Designing a route for the Simons Town aerial ropeway was challenging. The cable cars had to pass directly over St Georges Street which caused concern about headspace for pedestrians and carts. The cable cars also had to pass directly over three houses. The owner’s of these houses got paid an annual fee of £1 for the “right of way.”
The lower station of the Simons Town aerial ropeway was situated in the West Dockyard next to the Sail Loft, because the buildings were so close together, one of the cables actually passed through an aperture in the wall of the Mast House. There were also two landing stations. One at the Navy Hospital and another one at the top of Red Hill.
The engine house for the aerial ropeway was situated alongside the Naval Hospital at the middle landing station. The original diesel engine was later replaced by an electric unit. The engine driver stationed in the engine house could not see the beginning or end of the ropeway and relied on painted areas on the cables to determine when he should stop the the carts.
The journey took 15 minutes up or down, the attendant in the cable car would ring a bell at each pylons and this recorded the position of the cable car on a clock in the engine room.
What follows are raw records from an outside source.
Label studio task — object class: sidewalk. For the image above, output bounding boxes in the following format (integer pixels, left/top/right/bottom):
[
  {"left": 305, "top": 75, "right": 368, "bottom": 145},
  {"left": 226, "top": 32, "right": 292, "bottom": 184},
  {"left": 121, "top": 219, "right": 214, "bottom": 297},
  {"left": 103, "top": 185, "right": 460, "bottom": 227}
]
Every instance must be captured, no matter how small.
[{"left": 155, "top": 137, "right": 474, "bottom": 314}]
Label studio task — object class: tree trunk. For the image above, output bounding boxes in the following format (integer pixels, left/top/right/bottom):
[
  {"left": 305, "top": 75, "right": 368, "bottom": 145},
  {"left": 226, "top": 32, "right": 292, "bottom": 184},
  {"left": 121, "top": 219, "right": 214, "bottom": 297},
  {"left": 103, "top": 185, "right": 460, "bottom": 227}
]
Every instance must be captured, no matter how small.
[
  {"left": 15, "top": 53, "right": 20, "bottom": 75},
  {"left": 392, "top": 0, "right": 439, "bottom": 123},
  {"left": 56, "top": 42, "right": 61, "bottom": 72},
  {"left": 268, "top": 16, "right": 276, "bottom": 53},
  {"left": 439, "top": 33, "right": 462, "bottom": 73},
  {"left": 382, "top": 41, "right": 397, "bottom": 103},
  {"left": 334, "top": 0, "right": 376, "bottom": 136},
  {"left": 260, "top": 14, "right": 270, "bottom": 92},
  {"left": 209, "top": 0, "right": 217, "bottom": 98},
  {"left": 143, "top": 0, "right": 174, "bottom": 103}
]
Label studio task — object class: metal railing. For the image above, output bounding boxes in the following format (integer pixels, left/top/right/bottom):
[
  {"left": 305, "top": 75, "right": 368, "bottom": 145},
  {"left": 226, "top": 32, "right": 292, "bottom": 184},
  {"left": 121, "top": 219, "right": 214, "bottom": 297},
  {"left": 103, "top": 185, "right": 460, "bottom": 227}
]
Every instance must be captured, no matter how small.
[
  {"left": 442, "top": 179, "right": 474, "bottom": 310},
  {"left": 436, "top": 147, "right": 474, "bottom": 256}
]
The aerial ropeway operated with six cable cars. Two for passengers, two for patients with two cots in each and two open cable cars for carrying stores.
The ropeway operated until 1927 and every Friday the ropeway was closed to passengers. An unknown official interpreted this as a breakdown in the system each week and the order was issued to shut down the ropeway. The cables were removed in 1934 and the metal pylons have remained, unused.